A vast database containing information scraped from the public domain on 56.25 million U.S. citizens has been found online, with no security and serving an IP address belonging to Chinese online retailer Alibaba.
All data hosted on the server seems to belong to an online service called CheckPeople.com, which offers details, such as addresses or phone numbers, of U.S citizens, for a fee. The service also provides criminal records. The company says that everything is gathered from public records.
According to The Register, a white hat hacker going by the name of Lynx found out that a 22 GB database, containing a wide array of details about millions of Americans, was sitting online with no safeguards. Making matters worse, the database seems to be hosted somewhere on a Chinese server, in Hangzhou.
While the information is scraped from public sources, which is available to anyone, the fact that it’s gathered in a single place and is searchable, makes it dangerous. A bad actor could pair this database with other leaks and weaponized it in ways that pose a threat.
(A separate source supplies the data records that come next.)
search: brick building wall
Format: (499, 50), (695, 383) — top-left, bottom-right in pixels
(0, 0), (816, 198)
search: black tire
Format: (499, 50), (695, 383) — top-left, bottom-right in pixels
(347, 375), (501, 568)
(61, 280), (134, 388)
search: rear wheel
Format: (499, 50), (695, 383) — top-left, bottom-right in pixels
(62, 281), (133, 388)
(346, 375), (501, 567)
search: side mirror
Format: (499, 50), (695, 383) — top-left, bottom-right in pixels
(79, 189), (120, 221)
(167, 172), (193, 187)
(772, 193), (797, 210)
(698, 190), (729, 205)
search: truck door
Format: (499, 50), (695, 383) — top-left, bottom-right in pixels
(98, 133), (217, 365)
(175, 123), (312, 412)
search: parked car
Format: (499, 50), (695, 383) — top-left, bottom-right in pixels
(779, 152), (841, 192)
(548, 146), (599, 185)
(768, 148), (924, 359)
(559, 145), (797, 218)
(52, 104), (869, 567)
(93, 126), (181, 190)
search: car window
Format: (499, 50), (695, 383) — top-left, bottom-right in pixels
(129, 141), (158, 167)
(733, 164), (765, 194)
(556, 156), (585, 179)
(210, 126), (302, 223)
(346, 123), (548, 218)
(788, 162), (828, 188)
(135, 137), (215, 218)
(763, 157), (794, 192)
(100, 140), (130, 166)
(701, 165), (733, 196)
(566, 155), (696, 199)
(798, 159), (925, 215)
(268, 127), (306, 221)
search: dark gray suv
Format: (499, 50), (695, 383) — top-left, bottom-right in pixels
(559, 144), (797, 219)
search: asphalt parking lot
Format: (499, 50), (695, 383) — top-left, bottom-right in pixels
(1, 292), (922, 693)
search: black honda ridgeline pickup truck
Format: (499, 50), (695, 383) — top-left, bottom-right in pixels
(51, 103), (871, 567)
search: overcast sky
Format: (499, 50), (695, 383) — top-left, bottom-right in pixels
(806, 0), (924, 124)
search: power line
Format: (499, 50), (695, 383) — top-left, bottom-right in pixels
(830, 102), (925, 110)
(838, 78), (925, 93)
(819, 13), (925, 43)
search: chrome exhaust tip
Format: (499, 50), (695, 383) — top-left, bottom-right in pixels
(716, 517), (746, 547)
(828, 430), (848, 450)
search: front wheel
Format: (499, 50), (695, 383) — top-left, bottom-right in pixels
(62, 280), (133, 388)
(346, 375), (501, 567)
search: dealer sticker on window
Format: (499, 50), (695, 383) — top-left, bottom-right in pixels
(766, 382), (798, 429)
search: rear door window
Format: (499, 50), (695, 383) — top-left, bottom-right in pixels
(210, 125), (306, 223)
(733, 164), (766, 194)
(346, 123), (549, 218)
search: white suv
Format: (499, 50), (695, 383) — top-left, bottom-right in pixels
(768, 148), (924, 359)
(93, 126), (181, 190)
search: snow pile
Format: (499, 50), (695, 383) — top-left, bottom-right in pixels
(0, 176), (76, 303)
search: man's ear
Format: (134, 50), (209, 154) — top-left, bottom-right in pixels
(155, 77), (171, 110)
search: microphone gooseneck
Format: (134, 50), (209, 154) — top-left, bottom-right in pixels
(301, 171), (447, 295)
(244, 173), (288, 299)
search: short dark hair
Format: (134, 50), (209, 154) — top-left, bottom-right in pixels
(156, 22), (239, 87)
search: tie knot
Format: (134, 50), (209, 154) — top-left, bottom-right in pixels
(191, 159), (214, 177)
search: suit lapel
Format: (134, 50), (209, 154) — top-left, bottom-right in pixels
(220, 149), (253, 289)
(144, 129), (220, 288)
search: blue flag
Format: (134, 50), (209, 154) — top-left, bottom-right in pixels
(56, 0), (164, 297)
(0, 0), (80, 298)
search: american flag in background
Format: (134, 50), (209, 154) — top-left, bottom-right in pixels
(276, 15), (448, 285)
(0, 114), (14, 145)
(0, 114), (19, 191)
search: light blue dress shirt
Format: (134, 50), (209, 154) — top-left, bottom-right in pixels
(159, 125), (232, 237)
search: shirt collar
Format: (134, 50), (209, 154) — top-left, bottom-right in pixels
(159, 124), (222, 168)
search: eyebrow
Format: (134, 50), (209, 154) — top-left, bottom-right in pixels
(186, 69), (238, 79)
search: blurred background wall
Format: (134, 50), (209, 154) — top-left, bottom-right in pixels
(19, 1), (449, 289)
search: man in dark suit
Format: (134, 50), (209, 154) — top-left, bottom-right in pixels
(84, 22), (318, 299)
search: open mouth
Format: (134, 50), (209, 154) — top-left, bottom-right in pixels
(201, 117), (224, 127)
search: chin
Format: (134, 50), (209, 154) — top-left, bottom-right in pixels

“In and of itself, the data is harmless, it’s public data, but bundled like this, I think it could actually be worth a lot to some people. That’s what scares me when people start combining these with other datasets,” said Lynx for The Register.
This is not the first time unattended databases with troves of personal data have been found online. An open Elasticsearch server with private data on 1.2 billion people was located just over a month ago, and it’s still unclear how that came to be. Similarly, a database owned by TrueDialog storing millions of SMS text messages in plain text was left unattended online, ripe for the taking by anyone interested.